Serverless Machine Learning GCP

Published in

Google Cloud Platform by Cloud Ace

6 min readJan 2, 2020

#Serverless #Applied Machine Learning #GCP #BigQuery ML #DNN #TensorFlow #Keras

This article discusses an overview on how to build a machine learning model in a serverless manner with GCP. The brief explanation about machine learning concepts and how to implement it using BigQuery Machine Learning or TensorFlow and Keras are also will be covered here.

These following topics are covered in this article:

Understand The Main Terms
Build The Machine Learning Project
Build a ML Model with BigQuery Machine Learning (BQML)
Build a ML Model with TensorFlow and Keras

1. Understand The Main Terms

Serverless Concepts : Serverless means you don’t have to worry about provisioning computer instances to run your jobs. The services are fully managed, and you pay only for the resources you consume. It lets you write code your way without worrying about the underlying infrastructure.
Machine Learning : If you familiar with Artificial Intelligence (AI), then Machine Learning (ML) is one of it subset. ML is the scientific study of algorithms and statistical models that computer systems use to perform a specific task without using explicit instructions, relying on patterns and inference instead. Deep Learning (DL) or Deep Neural Network (DNN) is the subset of ML that has more layers and weight connections. The relationship between AI, ML and DL is pictured in figure below.

Google Cloud Platform (GCP) : Google Cloud Platform (GCP) offered by Google, is a suite of cloud computing services that runs on the same infrastructure that Google uses internally for its end-user products, such as Google Search and YouTube. GCP is an ideal place to run machine learning data because machine learning needs a lot of on-demand compute resources and lots of training data.

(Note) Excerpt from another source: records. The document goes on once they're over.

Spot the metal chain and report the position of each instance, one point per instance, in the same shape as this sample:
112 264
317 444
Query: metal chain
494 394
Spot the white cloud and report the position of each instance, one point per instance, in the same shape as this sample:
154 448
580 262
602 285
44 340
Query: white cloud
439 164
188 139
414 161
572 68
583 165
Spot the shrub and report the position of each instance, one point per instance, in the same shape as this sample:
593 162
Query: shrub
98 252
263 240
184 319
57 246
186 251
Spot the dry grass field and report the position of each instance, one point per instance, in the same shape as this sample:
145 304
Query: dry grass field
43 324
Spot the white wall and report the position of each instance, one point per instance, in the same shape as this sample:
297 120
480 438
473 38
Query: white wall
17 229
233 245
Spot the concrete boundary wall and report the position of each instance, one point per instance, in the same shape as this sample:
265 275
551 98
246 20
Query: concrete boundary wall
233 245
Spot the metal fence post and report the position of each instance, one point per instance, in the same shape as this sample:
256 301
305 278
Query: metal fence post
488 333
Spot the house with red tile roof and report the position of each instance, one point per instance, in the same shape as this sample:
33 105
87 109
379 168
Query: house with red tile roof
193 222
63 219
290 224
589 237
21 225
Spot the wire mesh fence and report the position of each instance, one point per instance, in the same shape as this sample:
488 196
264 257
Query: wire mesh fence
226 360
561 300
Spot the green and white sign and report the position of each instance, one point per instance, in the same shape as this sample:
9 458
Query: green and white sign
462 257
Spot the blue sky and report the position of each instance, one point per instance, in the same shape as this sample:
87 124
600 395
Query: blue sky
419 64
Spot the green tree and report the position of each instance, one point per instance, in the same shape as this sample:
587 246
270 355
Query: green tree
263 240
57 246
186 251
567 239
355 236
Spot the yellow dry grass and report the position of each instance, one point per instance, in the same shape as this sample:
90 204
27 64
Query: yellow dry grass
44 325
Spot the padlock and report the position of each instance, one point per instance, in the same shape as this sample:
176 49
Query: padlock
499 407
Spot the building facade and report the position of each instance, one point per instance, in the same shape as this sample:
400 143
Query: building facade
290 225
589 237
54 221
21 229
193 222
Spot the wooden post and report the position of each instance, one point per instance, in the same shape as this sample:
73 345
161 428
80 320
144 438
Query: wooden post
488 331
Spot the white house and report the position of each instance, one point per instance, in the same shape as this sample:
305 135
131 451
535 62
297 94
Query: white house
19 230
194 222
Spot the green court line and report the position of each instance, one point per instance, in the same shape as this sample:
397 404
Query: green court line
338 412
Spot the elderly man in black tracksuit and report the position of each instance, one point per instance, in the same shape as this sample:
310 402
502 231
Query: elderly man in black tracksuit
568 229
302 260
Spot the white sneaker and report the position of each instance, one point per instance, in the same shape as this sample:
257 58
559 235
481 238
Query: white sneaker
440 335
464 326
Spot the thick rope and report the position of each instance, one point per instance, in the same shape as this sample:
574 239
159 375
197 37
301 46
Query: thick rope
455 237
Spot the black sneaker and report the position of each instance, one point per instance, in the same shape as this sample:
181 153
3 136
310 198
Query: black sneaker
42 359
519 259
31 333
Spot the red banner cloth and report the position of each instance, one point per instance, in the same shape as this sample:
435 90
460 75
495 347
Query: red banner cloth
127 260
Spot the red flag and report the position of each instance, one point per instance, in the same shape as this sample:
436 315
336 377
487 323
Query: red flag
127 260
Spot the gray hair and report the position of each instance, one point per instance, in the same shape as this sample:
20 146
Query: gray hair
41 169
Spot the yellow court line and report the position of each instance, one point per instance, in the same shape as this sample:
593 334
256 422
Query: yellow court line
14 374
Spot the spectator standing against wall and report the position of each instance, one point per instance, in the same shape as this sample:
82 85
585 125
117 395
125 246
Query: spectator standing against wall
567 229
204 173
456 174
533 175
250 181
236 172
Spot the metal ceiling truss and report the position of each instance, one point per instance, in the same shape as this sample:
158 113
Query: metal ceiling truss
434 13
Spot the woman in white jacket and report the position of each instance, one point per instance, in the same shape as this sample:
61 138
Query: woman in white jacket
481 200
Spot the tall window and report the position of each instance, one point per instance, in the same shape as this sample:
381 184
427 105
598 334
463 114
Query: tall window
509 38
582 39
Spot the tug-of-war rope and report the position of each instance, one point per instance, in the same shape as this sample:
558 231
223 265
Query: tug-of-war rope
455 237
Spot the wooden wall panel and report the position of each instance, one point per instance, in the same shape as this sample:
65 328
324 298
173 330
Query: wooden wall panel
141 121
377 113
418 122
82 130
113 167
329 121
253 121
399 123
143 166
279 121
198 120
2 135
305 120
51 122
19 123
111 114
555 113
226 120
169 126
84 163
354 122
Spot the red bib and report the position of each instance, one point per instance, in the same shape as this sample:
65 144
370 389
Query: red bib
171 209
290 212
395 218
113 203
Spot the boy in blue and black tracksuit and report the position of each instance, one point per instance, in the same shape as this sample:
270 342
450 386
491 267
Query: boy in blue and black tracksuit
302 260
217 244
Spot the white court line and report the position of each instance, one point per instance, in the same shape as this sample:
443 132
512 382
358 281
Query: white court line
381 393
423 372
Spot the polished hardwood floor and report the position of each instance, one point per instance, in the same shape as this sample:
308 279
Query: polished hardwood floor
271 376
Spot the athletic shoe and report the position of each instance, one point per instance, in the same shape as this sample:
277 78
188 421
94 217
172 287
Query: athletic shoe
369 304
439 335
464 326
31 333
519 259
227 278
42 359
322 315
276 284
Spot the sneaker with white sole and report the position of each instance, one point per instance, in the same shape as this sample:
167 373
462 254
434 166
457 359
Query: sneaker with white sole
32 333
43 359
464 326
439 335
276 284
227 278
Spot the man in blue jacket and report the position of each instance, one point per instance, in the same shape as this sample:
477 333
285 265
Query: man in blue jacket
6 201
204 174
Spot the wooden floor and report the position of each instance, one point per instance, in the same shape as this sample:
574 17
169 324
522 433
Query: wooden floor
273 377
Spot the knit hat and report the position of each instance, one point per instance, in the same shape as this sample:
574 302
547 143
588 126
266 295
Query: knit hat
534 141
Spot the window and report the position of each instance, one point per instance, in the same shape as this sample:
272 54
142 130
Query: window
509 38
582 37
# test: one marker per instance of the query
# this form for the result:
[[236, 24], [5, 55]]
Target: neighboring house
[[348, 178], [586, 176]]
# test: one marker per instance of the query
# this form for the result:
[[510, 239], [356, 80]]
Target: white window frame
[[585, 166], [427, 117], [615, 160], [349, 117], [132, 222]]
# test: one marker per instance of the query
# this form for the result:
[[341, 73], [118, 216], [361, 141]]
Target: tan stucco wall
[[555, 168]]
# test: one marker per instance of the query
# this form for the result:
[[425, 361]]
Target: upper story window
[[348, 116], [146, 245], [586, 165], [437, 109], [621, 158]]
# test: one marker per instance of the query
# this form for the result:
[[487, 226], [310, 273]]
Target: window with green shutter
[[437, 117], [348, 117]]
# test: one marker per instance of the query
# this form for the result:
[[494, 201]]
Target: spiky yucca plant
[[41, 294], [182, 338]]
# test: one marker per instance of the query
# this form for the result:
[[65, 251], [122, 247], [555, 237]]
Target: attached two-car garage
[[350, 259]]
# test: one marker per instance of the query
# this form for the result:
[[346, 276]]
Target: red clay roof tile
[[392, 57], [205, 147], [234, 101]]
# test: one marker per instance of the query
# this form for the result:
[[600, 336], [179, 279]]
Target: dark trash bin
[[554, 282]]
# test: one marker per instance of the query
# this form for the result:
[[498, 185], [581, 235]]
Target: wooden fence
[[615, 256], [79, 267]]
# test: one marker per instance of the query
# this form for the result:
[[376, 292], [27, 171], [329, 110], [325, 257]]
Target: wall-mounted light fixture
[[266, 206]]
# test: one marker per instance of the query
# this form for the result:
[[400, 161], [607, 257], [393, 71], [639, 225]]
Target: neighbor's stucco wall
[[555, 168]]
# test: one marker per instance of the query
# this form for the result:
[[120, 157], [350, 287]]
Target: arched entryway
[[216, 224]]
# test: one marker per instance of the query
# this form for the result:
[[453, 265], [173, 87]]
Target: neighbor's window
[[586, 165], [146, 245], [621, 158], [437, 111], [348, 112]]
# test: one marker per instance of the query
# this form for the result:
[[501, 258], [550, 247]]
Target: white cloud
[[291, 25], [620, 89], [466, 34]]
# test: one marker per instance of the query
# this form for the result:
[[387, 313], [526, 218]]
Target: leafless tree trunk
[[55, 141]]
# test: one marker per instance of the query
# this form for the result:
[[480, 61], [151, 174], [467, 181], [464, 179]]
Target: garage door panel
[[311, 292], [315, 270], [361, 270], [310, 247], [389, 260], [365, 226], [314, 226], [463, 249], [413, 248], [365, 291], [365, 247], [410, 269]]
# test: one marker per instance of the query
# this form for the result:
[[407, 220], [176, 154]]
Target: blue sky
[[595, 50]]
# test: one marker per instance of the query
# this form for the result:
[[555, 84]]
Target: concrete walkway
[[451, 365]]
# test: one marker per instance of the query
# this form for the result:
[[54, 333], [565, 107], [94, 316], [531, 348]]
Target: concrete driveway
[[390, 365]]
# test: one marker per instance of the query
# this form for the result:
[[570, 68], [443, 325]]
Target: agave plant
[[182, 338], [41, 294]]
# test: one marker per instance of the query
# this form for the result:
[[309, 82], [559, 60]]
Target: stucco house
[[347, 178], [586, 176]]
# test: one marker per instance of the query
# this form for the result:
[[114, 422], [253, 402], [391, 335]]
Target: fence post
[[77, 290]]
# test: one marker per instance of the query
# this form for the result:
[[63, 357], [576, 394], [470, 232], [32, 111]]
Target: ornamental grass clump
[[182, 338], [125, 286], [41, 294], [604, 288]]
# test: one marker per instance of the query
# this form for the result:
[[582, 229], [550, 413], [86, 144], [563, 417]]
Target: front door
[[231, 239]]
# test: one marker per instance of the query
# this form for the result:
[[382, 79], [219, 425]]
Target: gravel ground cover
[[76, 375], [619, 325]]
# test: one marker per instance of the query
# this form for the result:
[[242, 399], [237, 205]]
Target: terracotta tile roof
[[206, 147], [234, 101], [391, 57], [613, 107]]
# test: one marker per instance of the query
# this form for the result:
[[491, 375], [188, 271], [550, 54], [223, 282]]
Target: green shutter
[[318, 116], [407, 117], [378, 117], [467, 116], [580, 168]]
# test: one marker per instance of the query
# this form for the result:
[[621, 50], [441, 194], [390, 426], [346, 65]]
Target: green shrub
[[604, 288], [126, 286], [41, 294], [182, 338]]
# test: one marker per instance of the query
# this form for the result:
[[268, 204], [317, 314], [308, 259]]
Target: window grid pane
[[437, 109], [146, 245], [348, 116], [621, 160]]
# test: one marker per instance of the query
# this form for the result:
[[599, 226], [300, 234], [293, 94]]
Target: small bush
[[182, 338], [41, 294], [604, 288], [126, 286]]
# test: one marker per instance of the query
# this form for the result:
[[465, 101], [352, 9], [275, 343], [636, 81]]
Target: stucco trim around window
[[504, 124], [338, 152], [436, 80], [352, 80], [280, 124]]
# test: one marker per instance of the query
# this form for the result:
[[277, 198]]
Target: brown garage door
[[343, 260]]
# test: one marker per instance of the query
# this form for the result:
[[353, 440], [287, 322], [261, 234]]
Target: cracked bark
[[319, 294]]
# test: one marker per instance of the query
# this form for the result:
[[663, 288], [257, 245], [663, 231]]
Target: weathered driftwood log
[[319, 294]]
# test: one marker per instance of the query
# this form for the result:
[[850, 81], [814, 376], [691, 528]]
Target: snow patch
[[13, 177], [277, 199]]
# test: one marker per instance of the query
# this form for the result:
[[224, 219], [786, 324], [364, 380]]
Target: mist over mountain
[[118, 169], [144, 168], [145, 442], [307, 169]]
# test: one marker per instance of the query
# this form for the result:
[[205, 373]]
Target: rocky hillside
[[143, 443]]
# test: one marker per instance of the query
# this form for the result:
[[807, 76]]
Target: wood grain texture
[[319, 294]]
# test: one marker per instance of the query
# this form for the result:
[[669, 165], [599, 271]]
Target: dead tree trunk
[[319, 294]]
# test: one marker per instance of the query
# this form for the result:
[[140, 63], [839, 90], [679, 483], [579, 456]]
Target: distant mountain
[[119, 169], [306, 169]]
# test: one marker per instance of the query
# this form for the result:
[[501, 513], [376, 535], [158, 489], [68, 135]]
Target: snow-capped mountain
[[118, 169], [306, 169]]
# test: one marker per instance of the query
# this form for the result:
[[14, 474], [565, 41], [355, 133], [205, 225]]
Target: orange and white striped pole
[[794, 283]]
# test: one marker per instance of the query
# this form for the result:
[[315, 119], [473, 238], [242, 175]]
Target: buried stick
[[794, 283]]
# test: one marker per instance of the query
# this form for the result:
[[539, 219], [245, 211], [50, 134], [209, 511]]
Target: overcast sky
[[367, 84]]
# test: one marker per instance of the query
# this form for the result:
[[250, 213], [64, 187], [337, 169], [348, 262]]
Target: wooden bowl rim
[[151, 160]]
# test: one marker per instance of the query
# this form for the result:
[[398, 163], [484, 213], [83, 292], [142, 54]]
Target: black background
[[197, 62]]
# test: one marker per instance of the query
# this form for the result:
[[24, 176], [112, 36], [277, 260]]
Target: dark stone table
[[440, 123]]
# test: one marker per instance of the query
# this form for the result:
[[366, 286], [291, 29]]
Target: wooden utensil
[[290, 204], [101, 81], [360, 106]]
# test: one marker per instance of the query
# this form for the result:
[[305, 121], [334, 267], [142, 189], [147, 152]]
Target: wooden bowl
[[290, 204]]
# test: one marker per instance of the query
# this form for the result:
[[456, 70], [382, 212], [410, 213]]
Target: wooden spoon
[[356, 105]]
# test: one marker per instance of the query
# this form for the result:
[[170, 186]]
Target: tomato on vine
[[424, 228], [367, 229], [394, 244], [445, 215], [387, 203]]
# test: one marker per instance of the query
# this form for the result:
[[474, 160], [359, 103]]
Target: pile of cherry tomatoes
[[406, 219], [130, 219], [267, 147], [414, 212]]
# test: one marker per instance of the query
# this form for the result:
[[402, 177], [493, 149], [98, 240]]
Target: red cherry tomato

2. Build a Machine Learning Project

In this tutorial we aim to build a ML model using NYC taxicab dataset. Project in GCP is needed to build a ML model. If you don’t have one, you can sign up for free here.

First Step : Launch AI Platform

Navigate to AI Platform on the side menu bar and select the Notebooks. If you familiar with Jupyter Notebook or have been using Google Colab, this Notebook is using exactly the same concepts.

Click New Instance and select TensorFlow 2.x without GPU. Wait for a minute then click on open Jupyterlab to open Notebook environment.

Second Step : Cloning from Github

JupyterLab Environment— Terminal option on the bottom

You can start to write your own code or cloning a project from Github. For cloning a repository from Github you can use Terminal and type following command

git clone \ REPO_PATH

For this project you can clone from Google training code here.

There are two ways discussed on this tutorial to build ML model, by using BQML or using TensorFlow and Keras.

3. Build a ML model BigQuery Machine Learning (BQML)

In this project BMQL can be used for two things. First, to use BMQL to explore dataset, create ML datasets, create benchmark. Second, to use BigQuery ML to create first ML models.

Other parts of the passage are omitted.